Она знала, что в таких случаях лучше всего не прибегать к дипломатическим уловкам, а просто сказать то, что естественным образом приходит на ум.

— Тебе не кажется, — невозмутимо проговорила она, — что всё это окружающее архитектурное безобразие просто чудовищно диссонирует с твоим собственным обликом?

Вот тут на его лице отразилась такая растерянность, что он невольно помотал головой, чтобы вернуть себе прежнюю полупрезрительную невозмутимость.

— Так ты из рода Блюстителей Утраченного… — проговорил он, справившись, наконец, с замешательством. — Да, конечно. Таких старинных уборов я не видел ни у кого.

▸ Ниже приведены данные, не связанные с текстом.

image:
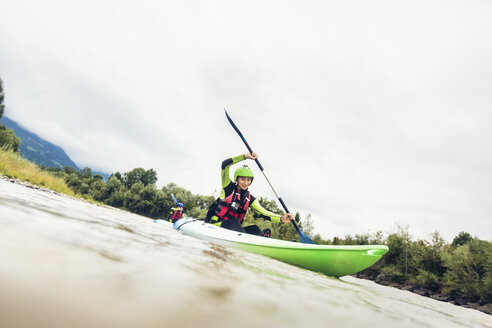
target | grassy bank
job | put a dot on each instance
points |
(13, 165)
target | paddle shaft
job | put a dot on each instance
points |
(262, 170)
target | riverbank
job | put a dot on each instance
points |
(381, 279)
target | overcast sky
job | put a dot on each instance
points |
(366, 114)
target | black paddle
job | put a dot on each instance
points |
(303, 238)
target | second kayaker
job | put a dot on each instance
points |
(176, 213)
(229, 209)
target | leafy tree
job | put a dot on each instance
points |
(8, 139)
(2, 97)
(466, 269)
(461, 239)
(147, 177)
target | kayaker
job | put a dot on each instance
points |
(176, 213)
(229, 209)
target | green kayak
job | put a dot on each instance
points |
(336, 261)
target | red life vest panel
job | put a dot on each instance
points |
(233, 206)
(176, 216)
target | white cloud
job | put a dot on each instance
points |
(363, 113)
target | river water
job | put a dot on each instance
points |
(68, 263)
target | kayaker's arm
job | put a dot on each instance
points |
(265, 214)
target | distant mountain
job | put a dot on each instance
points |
(40, 151)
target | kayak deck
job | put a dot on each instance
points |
(336, 261)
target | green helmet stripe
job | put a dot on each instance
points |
(243, 171)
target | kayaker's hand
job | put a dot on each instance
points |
(287, 218)
(252, 156)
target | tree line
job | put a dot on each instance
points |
(8, 139)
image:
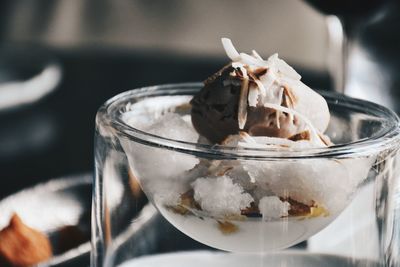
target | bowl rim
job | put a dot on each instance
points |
(108, 119)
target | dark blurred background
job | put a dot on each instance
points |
(61, 59)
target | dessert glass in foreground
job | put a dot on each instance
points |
(208, 192)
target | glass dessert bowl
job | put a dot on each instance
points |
(303, 192)
(252, 161)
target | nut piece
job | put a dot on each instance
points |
(22, 246)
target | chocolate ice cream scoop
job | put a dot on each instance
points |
(260, 97)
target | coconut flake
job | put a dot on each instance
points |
(230, 50)
(249, 60)
(256, 55)
(242, 108)
(253, 96)
(314, 131)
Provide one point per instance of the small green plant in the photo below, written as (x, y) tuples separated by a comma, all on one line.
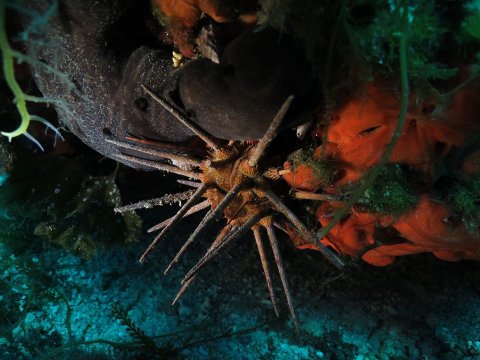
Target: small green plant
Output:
[(466, 200), (390, 192), (322, 170), (9, 56)]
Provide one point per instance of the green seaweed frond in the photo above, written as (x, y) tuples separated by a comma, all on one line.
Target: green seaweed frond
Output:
[(322, 170), (466, 201), (390, 193), (21, 99)]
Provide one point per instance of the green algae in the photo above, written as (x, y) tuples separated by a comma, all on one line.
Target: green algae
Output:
[(390, 192)]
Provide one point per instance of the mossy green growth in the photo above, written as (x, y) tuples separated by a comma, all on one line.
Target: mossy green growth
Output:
[(6, 158), (376, 41), (390, 193), (65, 205), (321, 169), (466, 201)]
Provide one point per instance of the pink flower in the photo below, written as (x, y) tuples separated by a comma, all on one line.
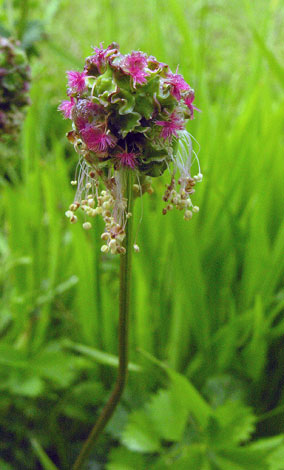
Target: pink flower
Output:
[(171, 126), (101, 55), (134, 64), (177, 83), (76, 81), (96, 139), (188, 101), (127, 159), (66, 108)]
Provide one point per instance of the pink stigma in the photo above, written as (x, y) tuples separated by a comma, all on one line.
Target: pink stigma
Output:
[(127, 159), (66, 108), (177, 83), (188, 101), (76, 81), (171, 126), (95, 139)]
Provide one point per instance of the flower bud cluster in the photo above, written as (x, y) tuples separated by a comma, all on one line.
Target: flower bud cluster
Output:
[(179, 197), (128, 114), (14, 86)]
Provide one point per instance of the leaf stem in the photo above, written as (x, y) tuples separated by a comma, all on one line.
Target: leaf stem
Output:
[(124, 304)]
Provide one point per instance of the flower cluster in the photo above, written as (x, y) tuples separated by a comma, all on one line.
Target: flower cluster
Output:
[(129, 114), (14, 87)]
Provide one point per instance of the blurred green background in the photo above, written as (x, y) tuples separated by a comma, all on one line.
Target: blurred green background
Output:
[(205, 388)]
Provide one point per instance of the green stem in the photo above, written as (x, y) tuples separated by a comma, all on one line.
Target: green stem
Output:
[(124, 304)]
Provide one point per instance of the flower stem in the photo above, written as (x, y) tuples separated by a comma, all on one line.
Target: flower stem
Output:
[(124, 304)]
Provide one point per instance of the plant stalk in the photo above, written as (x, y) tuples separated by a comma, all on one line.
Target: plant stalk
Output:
[(124, 304)]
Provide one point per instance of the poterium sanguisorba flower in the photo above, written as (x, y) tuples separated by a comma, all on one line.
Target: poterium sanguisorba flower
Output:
[(14, 86), (129, 114)]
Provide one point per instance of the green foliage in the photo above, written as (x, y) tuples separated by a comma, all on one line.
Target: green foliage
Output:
[(166, 431), (208, 296)]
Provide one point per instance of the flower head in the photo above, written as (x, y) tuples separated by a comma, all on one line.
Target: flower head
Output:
[(66, 107), (127, 159), (178, 84), (188, 100), (170, 127), (134, 64), (120, 127), (96, 139), (14, 85)]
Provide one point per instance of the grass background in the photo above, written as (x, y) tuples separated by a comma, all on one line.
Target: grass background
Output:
[(208, 295)]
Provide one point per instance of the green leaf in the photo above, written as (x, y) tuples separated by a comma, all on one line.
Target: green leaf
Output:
[(183, 458), (99, 356), (140, 434), (56, 366), (167, 414), (5, 465), (124, 459), (186, 393), (232, 423)]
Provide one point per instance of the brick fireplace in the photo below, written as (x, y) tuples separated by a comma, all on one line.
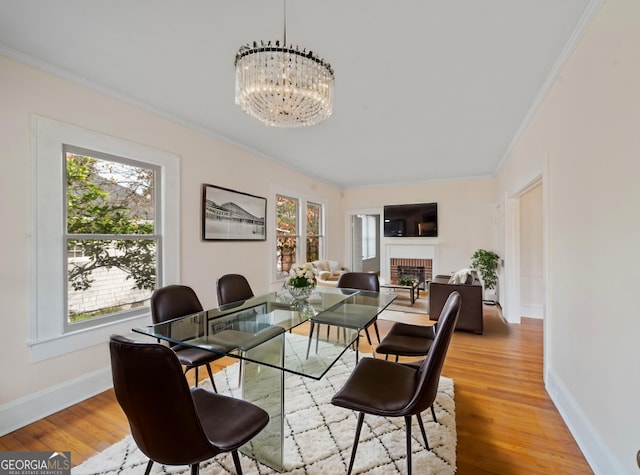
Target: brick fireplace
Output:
[(412, 255), (421, 269)]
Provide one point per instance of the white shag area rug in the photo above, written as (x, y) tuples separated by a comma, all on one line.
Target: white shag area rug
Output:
[(318, 435)]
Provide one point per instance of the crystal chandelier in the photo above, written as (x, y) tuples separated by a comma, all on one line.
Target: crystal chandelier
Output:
[(283, 86)]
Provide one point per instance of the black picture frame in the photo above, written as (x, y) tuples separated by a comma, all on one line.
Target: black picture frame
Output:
[(230, 215)]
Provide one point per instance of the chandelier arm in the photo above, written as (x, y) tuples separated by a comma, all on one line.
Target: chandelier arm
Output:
[(284, 35)]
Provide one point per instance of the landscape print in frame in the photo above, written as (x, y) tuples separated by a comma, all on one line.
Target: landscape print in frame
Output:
[(232, 215)]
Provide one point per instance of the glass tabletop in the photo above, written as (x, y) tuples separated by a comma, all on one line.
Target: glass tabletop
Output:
[(238, 329)]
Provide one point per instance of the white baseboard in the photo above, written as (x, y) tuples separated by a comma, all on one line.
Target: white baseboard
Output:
[(531, 311), (33, 407), (595, 450)]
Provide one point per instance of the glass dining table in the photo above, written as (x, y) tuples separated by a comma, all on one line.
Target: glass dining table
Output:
[(272, 335)]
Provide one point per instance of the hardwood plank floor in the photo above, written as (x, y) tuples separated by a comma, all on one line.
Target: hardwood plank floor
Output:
[(506, 422)]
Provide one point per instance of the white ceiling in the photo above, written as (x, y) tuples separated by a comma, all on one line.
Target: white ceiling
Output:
[(426, 90)]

Он снова по-хозяйски провел пальцами по ее инкрустированному аметистами обручу, и она всеми силами постаралась хотя бы не моргнуть. Казалось, он пребывал в неуверенности, не зная, как обойтись со своей пленницей.

— Так тебе не нравится мое жилище, — проговорил он, как видно, приняв какое-то решение. — Что ж, когда ты станешь моей еженощницей, ты сможешь попросить меня перестроить один из моих Сумеречных Замков по твоему вкусу.

— Еже… что?

Теперь он поглядел на нее уже с нескрываемым изумлением:

— Все девочки Подлунного Мира хоть вслух и проклинают меня в своих молитвах, но втайне мечтают о том, чтобы на миг удостоиться великого блаженства скрасить мое одиночество. Удается это немногим, и если я пожелаю, ты будешь в их числе.

Похоже, его единственный недостаток — излишек скромности.

— Ты забыл добавить: если этого пожелаю и я.

— И ты? Это говорит девочка, которая пробралась сюда по собственной воле?

— Да. Потому что мне нужна твоя помощь. Он поморщился:

— Здесь обычно не начинают с просьб — здесь мольбами кончают.

Ай-яй-яй, как же она этого не предусмотрела! Перед нею был властелин варварских земель, и, несомненно, начинать следовало с подношения, достаточно великолепного для того, чтобы развеять сомнения в их равенстве.